Tocanne et Santacruz ont osé. Et ils ont bien fait. Ils ont constitué une équipe et adopté un nom de code empreint de poésie : Over The Hills. Tout a commencé par une série de résidences, puis des concerts à l’automne 2014, dont l’un – celui de D’jazz Nevers Festival – a suscité l’enthousiasme de Carla Bley elle-même, mais aussi de son compagnon Steve Swallow, avec qui les neuf Français partageaient ce soir-là le plateau. Pouvait-on imaginer plus bel encouragement ?
Le concert de Bar-le-Duc ouvrait une série qu’on espère longue. « Enfin ! », a-t-on envie de dire - enfin une forte dose de musique brûlante, libre, festive, indomptée, qui a su rester fidèle à sa matrice sans pour autant lui coller aux notes de manière trop respectueuse ! Une relecture – c’est le mot employé par Bruno Tocanne lui-même – en forme d’immersion dans la folie architecturale aux couleurs surréalistes de Carla Bley et Paul Haynes, mais qui s’interdit l’idée de soumission.

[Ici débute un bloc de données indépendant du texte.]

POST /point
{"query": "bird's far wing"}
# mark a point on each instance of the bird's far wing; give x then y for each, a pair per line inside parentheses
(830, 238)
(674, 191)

Le groupe est soudé : au piano, Perrine Mansuy assure la stabilité, pour ne pas dire la sécurité, dans un environnement où la surprise guette à chaque instant. A la fois discrète et solide, elle trouve chez Bernard Santacruz un appui mélodique constant, à la contrebasse ou à la basse électrique. On est content de retrouver celle qui nous avait enchantés avec ses Vertigo Songs et qui sourit souvent aux incartades vocales et synthétiques de son autre voisin de scène, l’Helvète Antoine Läng. Ce dernier est plus qu’un chanteur - c’est un designer sonore aux vocalises zébrées d’effets multiples qu’il n’hésite pas à projeter autour de lui comme autant de petites sorcelleries ludiques. N’oublions pas l’importance du chant qui, dans Escalator Over The Hill, se répartissait entre plusieurs voix. Läng est une belle découverte, un artificier bondissant dont on reparlera. Plaisir aussi de retrouver Alain Blesing, ici dans une tonalité rock qui lui convient à merveille (les anciens n’ont pas oublié Eskaton et ses ardeurs zeuhl) : sa guitare est plus qu’électrique, elle est rageuse et croise le fer avec quatre soufflants volubiles. Ces drôles d’oiseaux ont pour nom Olivier Thémines (clarinettes), Jean Aussanaire (saxophones), Rémi Gaudillat (fidèle et lyrique à la trompette et au bugle) et Christophe Leloil (trompette), qui remplaçait ce soir-là Fred Roudet, autre compagnon de Tocanne, momentanément indisponible.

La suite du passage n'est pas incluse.